Authorities in all three regions are concerned about the concentration risk or monopoly powers of Big Tech. On Monday, China released its latest rules aimed at curbing monopolistic behavior, the sharing of customer data and below-cost subsidizing of big Chinese internet players to squeeze out smaller ones. It took the State Administration for Market Regulations just three months to issue the new rules after announcing it would do so.

Jack Ma’s financial technology giant Ant Group avoided being broken up by agreeing to place its assets in a financial holding company that would be subject to capital requirements comparable to those of banks. According to Bloomberg, it may have cost the company as much as $130 billion in terms of market value, as a result of fines and a canceled initial public offering that had been planned for the fourth quarter of 2020.

Big Tech bosses in the US have become used to testifying before Congress on antitrust issues. Former President Donald Trump famously filed an antitrust lawsuit against Google last September. Fast-forward to a Congress now controlled by Democrats, and Minnesota Sen. Amy Kolbuchar plans to introduce a bill that would limit the monopoly power of tech firms.

In Europe, Margarethe Vestager, the EU’s vice president and commissioner for competition and digital policy, has been vocal for some time about the monopolistic power of US Big Tech, arguing that breaking the businesses up should be in the realm of possibilities. She takes particular issue with the monetization of users’ personal data through advertising.

However, finding consensus on the digital services act in the European Parliament might take some time, just as Kolbuchar’s attempts to pass her bill also may not be so straightforward.

Responsibility for the editorial content of social media, meanwhile, is a particularly murky issue in Western democracies.

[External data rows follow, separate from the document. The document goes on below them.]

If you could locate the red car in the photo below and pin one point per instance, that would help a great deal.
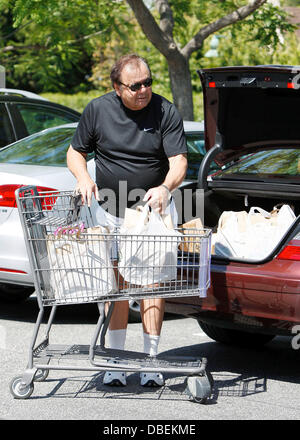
(252, 130)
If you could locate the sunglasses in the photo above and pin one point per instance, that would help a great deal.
(137, 86)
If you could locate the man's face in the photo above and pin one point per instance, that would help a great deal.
(132, 74)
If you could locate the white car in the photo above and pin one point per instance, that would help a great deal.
(40, 160)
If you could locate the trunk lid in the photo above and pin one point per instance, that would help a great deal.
(250, 108)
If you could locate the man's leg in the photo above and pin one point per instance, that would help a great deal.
(116, 336)
(152, 313)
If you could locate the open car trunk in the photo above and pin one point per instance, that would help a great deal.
(219, 200)
(249, 110)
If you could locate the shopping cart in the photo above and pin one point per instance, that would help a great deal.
(74, 261)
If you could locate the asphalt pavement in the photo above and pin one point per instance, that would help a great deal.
(249, 384)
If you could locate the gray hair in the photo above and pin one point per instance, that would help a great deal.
(133, 59)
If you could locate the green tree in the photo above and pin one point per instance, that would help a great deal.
(177, 29)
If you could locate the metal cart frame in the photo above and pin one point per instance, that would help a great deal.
(40, 214)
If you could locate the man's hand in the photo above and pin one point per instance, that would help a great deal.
(87, 187)
(157, 198)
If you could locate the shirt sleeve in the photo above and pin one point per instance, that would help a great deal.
(174, 140)
(84, 136)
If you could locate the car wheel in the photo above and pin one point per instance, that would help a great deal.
(234, 337)
(134, 311)
(14, 292)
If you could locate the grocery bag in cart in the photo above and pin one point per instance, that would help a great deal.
(80, 265)
(148, 250)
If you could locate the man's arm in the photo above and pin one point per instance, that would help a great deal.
(159, 195)
(77, 165)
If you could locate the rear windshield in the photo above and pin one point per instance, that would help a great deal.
(280, 162)
(47, 148)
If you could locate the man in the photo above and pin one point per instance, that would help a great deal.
(138, 138)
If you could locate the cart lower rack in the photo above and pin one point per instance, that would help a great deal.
(76, 261)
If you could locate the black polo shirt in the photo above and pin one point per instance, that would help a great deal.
(130, 146)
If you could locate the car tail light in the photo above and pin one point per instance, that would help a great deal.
(291, 251)
(8, 200)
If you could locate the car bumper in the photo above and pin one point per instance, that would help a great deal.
(262, 297)
(14, 262)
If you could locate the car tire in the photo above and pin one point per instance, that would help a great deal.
(234, 337)
(13, 293)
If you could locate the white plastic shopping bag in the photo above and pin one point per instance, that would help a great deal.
(80, 265)
(251, 235)
(148, 250)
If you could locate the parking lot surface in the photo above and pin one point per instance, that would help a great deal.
(249, 384)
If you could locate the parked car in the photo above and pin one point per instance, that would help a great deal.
(252, 131)
(40, 159)
(23, 113)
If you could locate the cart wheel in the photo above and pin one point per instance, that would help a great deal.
(18, 390)
(199, 388)
(41, 375)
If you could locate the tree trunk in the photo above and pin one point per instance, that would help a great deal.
(181, 86)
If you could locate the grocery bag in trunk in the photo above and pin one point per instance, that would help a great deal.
(251, 235)
(148, 249)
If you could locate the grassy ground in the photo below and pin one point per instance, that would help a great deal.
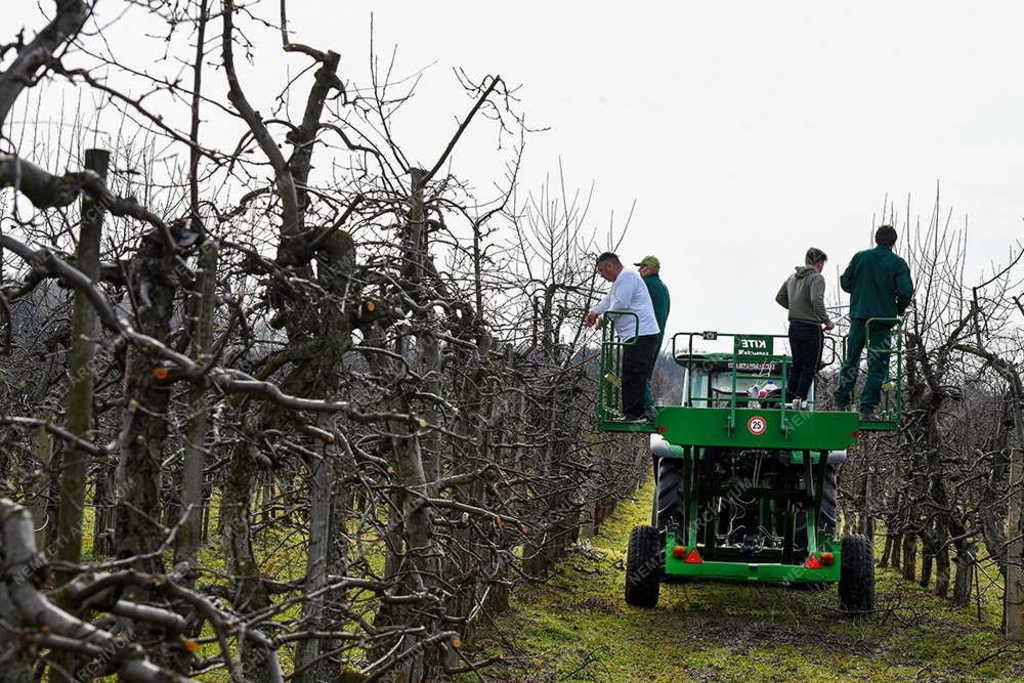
(578, 628)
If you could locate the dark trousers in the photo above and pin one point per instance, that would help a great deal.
(806, 340)
(638, 364)
(878, 363)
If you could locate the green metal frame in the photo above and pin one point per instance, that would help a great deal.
(891, 408)
(779, 509)
(706, 427)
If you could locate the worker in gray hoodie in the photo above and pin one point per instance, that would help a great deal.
(804, 295)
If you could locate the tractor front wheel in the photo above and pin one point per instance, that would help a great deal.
(643, 567)
(856, 581)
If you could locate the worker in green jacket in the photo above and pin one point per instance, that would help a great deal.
(649, 267)
(880, 286)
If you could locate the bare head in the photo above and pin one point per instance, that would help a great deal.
(816, 258)
(608, 266)
(885, 236)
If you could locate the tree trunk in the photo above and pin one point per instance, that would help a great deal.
(965, 574)
(909, 560)
(193, 501)
(83, 348)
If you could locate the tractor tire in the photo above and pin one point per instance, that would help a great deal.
(668, 498)
(644, 566)
(856, 582)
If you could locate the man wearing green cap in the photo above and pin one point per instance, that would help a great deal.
(880, 287)
(649, 267)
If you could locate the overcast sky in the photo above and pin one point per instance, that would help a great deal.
(745, 131)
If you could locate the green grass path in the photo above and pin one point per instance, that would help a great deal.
(578, 628)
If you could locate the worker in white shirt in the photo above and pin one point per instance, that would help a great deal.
(629, 293)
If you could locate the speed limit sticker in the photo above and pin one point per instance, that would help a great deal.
(757, 425)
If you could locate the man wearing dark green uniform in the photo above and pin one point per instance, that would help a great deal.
(880, 286)
(649, 268)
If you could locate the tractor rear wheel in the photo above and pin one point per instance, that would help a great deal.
(643, 566)
(668, 496)
(856, 580)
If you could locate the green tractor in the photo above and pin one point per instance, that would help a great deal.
(745, 485)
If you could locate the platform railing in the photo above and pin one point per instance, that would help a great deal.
(609, 385)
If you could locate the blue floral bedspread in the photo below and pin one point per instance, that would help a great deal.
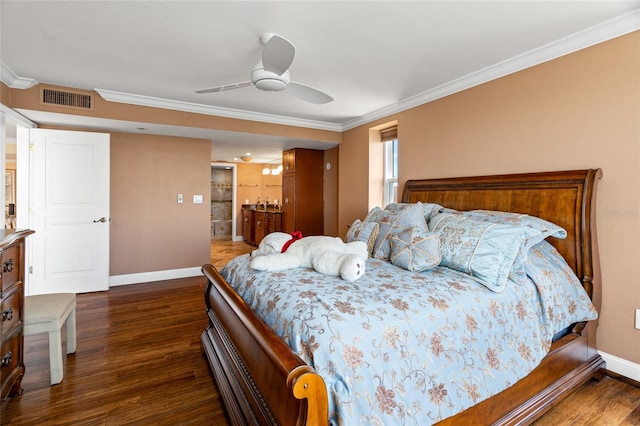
(399, 347)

To what degree should the Twitters, Instagrams and Facebooks of this world be held accountable for what people post on the platforms? Examples of hate speech, and the storming of the Capitol in Washington by a right-wing mob on Jan. 6, continue to ensure this issue remains at the forefront of concerns.

Section 230 of the 1996 Communications Decency Act has so far excused the operators of social media platforms from editorial responsibility for messages posted by their users. However, the decisions to remove former President Donald Trump’s accounts from Twitter, Facebook and Instagram after the attack on the Capitol added a new dimension to the debates about where freedom of speech ends and corporate/editorial responsibility begins.

All of these questions are part of big issues that affect how we want to organize our societies and economies. It is therefore not surprising that regulators are investigating them.

In terms of competition between the US and China, and who has the upper hand in technological development and penetration, geopolitics enters the fray.

The decision by Trump to block Huawei from operating in the US and among allies, for reasons of national security and in an attempt to curb the Chinese company’s role in the installation of 5G networks, was just the start of these geopolitical tensions. It was followed by an attempt to block ByteDance’s TikTok app in the US for similar reasons. Expect the jostling to continue under the new administration in Washington.

The EU, meanwhile, has been concerned about the taxation of tech giants for a long time. It wants to move from a system where revenues are taxed in international headquarters to one where they are taxed at point of origin. This will be a continuing fight between the EU and US administrations, the latter of which are bound to protect Silicon Valley.

These massive, complex issues have been simmering above and below the surface for at least a decade. However, they have been brought to the fore as never before by the growing penetration and importance of Big Tech during the pandemic, and the resultant profitability and market power of the companies.

When the going gets too good, you can bet that the regulators will come knocking on the door. The history of Big Oil teaches us that lesson: Standard Oil was broken up 110 years ago after it was declared a monopoly under the Sherman Antitrust Act.

Going forward, regulatory scrutiny will be par for the course for as long as Big Tech continues to generate such massive profits.